AN OVERVIEW OF CHRONIC OBSTRUCTIVE PULMONARY DISEASE “COPD” DIAGNOSIS AND MANAGEMENT: LITERATURE REVIEW

 

Alanazi Osama Mazha M1, Alanazi Abdulmajeed Sard O2, Al Shakarh Mohammed Khalil D2, Alaliwat Ghadeer Ali H3, Adawi Yahya Ahmed M4, Alanazi Sultan Mudhhi H2, Alshammari Mashael Rasheed M2*, Hadi Ahmed Alshehri5, Salihah Yahya Al Mani6, Khalil Naeem Abujabr7, Reem Hazem Mohammed8

 

 

  1. Cardiology Department, Prince Abdullah Bin Musaed Cardiac Centre, Arar, Saudi Arabia
  2. Faculty of Medicine, Northern Border University, Arar, KSA
  3. Faculty of Medicine, Arabian Gulf University, Manama, Bahrain
  4. Department of Medicine, Bish General Hospital, Jazan, Saudi Arabia
  5. Faculty of Medicine, King Khalid University, Abha, KSA
  6. Faculty of Medicine, Najran University, Najran, KSA
  7. Faculty of Medicine, Dar Al Uloom University, Riyadh, KSA.
  8. Faculty of Medicine, Ibn Sina National College, Jeddah, KSA

ABSTRACT

Background: Chronic obstructive pulmonary disease (COPD) is a critical form of slowly progressive pathological changes that occurs in the pulmonary system resulting in the central and peripheral airway and parenchymal destruction. In 2015, chronic obstructive pulmonary diseases are known to be the cause of more than 3 million (5%) deaths around the world. By the end of 2020, it is postulated that COPD would be the third most killing disease in the world. The chronic obstructive pulmonary disease has often received little attention worldwide and often is usually underdiagnosed. Past medical history, family history, and physical examination are the core stone of diagnosis for COPD patients. Objective: To assist physicians’ approach towards COPD by defining the epidemiological importance of the disease, pathogenesis, clinical expression, and up to date therapeutic modalities. Methodology: This review is based on various updated and published data that were collected from PubMed websites. Multiple journals, articles, and documents on this engine were searched. Conclusion: Physicians must determine and understand COPD GOLD assessment strategies to adopt appropriate inpatient and outpatient management plan for the patient.
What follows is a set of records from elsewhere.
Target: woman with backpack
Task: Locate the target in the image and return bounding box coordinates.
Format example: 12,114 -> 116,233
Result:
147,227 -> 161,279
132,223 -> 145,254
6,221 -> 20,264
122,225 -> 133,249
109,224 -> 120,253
Keywords: COPD, Epidemiology, Pathogenesis, Presentation, Investigations, GOLD, Diagnosis, Management.


Introduction

Chronic obstructive pulmonary disease (COPD) is a critical form of slowly progressive pathological changes that occur in the pulmonary system resulting in the central and peripheral airway and parenchymal destruction [1-4]. COPD exacerbations are treatable and preventable according to the exacerbation severity assessment. [5] The severity of the chronic obstructive pulmonary disease depends on the target organ functional impairment and the pathogenicity of the disease that involves associated endogenous and exogenous risks in all ages. [6] Although, there have been various modified efforts to ensure optimal therapy in both inpatients and outpatients of COPD, many patients constantly struggle with chronic obstructive pulmonary disease symptoms daily. [7] The global burden of chronic obstructive pulmonary disease has represented as one of the most challenging diseases for health care professionals. The chronic obstructive pulmonary disease has often received little attention is usually underdiagnosed. [7, 8] This has promoted chronic obstructive pulmonary diseases globally as the third leading cause of death. [9] This review will explore and examine several pathological factors, clinical interventions, and therapeutic measures to improve the physician’s assessment of patients with COPD exacerbation.

Methodology

This review is based on various updated and published data that were collected from PubMed websites. Multiple journals, articles, and documents on this engine were searched and these terms were found on abstract or title ((“COPD "[Mesh] AND “Adult” Mesh] AND “Epidemiology"[Mesh] AND “Pathogenesis” [Mesh] AND “Presentation"[Mesh] AND “Diagnosis” [Mesh] AND “Management"[Mesh] AND “GOLD” [Mesh])). In regards to the inclusion criteria, the articles were selected based on the inclusion of one of the following topics; COPD, approach, epidemiology, pathophysiology, diagnosis, and management. Exclusion criteria were all other articles that did not have one of these topics as their primary endpoint.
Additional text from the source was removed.